Riddle of the folds
“Folded” 3 D proteins may hold the secret of how
human DNA works
 “Fold assignment”
may sound like a domestic chore (“You fold the sheets, I’ll get the towels”),
but to molecular biologist David Eisenberg, it signifies a frontier of
molecular medicine. It is a tool by which scientists can speed up the painstakingly
slow process of learning what all 80,000 proteins in the human body look
like -- a step toward developing knowledge that can be used to devise treatments
for the most stubborn diseases.
Eisenberg, director of the UCLA DOE Laboratory of Structural Biology
and Molecular Medicine at the UCLA Molecular Biology Institute, explains
that it’s not enough to know the DNA sequence — the genetic blueprint —
of a protein. That task, which has been taken up with great success by
the nationwide Human Genome Project, answers only part of the riddle of
how proteins, the engines that run our body’s cells, work.
“The Human Genome Project is fundamental research of titanic proportions,”
says Eisenberg. “But the next necessary stage is learning the three dimensional
structure of proteins.”
That’s where folds come in. The Genome Project, which should complete
its task of unraveling human DNA by the year 2002, provides a linear picture
of the amino acid molecules that form proteins. In order to function, however,
proteins must “fold” into complicated 3D structures. “Here, it’s just a
string of letters,” says Eisenberg, pointing to the alphabet soup that
makes up the genetic code. “Here,” he points to a 3D model, “we show how
it works.”
Molecular biologists know how to make proteins fold: Just put them in
water. (They also know how to make them unfold.) And they have discovered
how to photograph protein’s structure — through X ray crystallography,
which Eisenberg has been doing at UCLA since he came here in 1969. Using
several $.5 million machines in a lab generously funded by the Department
of Energy and the National Institutes of Health, he and his colleagues
shine X rays from a multitude of angles at a tiny (about 1/100th of an
inch in diameter) protein crystal. The crystal diffracts the rays and leaves
black spots of various densities on electronic film, which is read by a
laser and downloaded into a computer for analysis.

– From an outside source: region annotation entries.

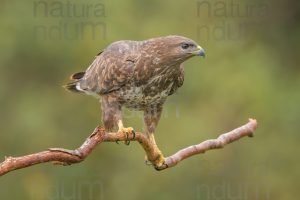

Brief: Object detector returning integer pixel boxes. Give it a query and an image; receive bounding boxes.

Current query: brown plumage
[65,36,204,166]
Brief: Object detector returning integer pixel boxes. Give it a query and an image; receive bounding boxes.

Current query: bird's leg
[100,95,135,145]
[118,119,135,145]
[145,133,165,170]
[144,104,165,170]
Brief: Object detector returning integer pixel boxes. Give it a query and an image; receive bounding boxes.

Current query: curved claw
[124,132,130,145]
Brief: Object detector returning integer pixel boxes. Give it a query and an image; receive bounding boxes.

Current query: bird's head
[145,35,205,63]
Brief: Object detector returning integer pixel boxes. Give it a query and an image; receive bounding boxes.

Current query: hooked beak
[192,45,205,58]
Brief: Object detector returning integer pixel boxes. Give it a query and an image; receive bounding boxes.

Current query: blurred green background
[0,0,300,200]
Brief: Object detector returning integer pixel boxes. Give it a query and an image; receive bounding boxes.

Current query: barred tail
[63,72,85,92]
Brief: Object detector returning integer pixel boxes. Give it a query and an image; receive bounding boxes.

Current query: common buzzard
[65,35,205,167]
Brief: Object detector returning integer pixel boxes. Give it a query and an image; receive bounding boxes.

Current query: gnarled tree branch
[0,119,257,176]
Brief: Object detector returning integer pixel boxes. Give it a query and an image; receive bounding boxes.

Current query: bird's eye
[181,43,190,49]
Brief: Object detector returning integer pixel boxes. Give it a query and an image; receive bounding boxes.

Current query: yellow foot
[118,127,135,145]
[145,151,168,170]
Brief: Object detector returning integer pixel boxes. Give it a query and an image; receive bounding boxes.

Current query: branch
[0,119,257,176]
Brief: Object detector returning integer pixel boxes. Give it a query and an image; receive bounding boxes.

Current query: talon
[118,127,135,145]
[124,132,130,145]
[144,155,153,166]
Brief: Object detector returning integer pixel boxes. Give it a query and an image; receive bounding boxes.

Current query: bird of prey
[65,35,205,167]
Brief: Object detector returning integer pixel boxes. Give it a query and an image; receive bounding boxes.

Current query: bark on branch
[0,119,257,176]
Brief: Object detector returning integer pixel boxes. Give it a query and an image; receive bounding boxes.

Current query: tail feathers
[63,72,85,93]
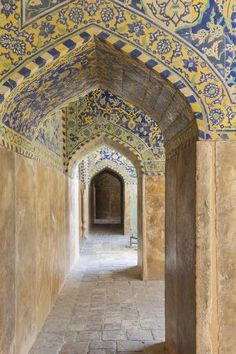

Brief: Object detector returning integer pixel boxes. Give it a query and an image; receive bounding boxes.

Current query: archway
[0,15,232,353]
[90,168,124,233]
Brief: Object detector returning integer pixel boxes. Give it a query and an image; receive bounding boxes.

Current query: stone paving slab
[29,230,165,354]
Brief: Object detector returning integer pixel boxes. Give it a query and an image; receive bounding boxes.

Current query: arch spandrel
[85,145,137,184]
[65,134,144,177]
[1,1,235,139]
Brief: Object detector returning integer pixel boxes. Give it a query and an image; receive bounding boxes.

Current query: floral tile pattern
[87,146,137,184]
[65,89,165,173]
[0,0,236,151]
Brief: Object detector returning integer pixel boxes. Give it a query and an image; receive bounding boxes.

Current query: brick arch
[1,32,200,151]
[65,133,145,177]
[1,1,235,139]
[89,161,137,184]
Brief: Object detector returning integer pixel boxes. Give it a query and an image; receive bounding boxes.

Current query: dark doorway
[90,169,124,232]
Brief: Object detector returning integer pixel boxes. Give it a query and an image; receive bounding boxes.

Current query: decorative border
[0,25,206,139]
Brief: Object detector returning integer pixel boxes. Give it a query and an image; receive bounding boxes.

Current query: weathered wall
[0,149,15,354]
[165,143,196,354]
[124,184,138,236]
[144,175,165,280]
[0,149,78,354]
[196,142,236,354]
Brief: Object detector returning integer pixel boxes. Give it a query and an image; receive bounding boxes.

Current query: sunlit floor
[30,226,164,354]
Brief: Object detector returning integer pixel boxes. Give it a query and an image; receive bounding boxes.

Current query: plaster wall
[196,142,236,354]
[124,184,138,236]
[0,149,78,354]
[144,175,165,280]
[165,143,196,354]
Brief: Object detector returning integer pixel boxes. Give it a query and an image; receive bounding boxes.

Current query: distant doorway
[90,169,124,233]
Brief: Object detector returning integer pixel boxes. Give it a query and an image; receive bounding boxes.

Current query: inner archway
[0,20,227,353]
[90,169,124,232]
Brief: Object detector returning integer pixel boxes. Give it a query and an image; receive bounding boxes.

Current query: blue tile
[34,57,46,67]
[194,112,203,120]
[198,130,206,140]
[146,59,158,68]
[19,67,31,77]
[130,49,142,58]
[80,32,91,42]
[175,81,186,90]
[98,32,109,40]
[114,41,125,49]
[3,79,16,91]
[48,48,60,59]
[161,70,171,79]
[0,95,4,103]
[187,96,197,103]
[63,39,76,50]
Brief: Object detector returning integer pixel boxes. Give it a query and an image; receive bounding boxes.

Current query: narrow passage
[30,225,164,354]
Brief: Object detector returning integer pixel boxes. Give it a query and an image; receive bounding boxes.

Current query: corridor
[30,225,164,354]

The problem is, with proteins — each of which typically contains anywhere
from 10,000 to 100,000 atoms — the process of determining what all those
spots mean can take anywhere from months to years. Postdoctoral fellow
Lesa Beamer, for example, recently spent three years determining the structure
of the protein BPI. In Eisenberg’s research group, about 30 proteins have
been determined, and throughout the country scientists are completing the
picture at the rate of 1,000 to 2,000 proteins a year. With 80,000 human
proteins in total to account for, this effort is running far behind the
Genome Project.
Enter fold assignment, which Eisenberg hopes will substantially speed
the process. In 1991, Eisenberg, postdoctoral fellow (now assistant professor)
Jim Bowie and postdoctoral fellow Roland Luthy developed a method for predicting
protein folds by computer. Given an amino acid sequence, the computer checks
its resemblance to 1,000 distinctive already known folds, and in one quarter
of the cases is able to make a match. UCLA has approved making Eisenberg’s
fold-recognition software available for non-commercial use on the lab’s
World Wide Web page at http://www.doe-mbi.ucla.edu/. Scientists at other
labs need only submit a sequence of amino acids, and the software will
identify as many folds as possible.
In scientific publications, schematic drawings of the folded 3D proteins,
representing only the connective backbone of the protein molecule, look
like colorful strands of confetti. To Eisenberg, however, these aren’t
just pretty models, but guideposts to medical breakthroughs. Consider,
for example, his model of diphtheria toxin (DT), a protein secreted by
the diphtheria bacterium. The DT kills by tricking the protein receptors
of healthy cells into treating it as one of their own. Eisenberg’s model
is currently being used by Ralf Landgraf to develop what he hopes will
be a “magic bullet” against breast cancer: If he can replace the receptor-binding
port of DT with a protein port that binds only to breast cancer cells,
maybe the diphtheria toxin will kill the cancer cells.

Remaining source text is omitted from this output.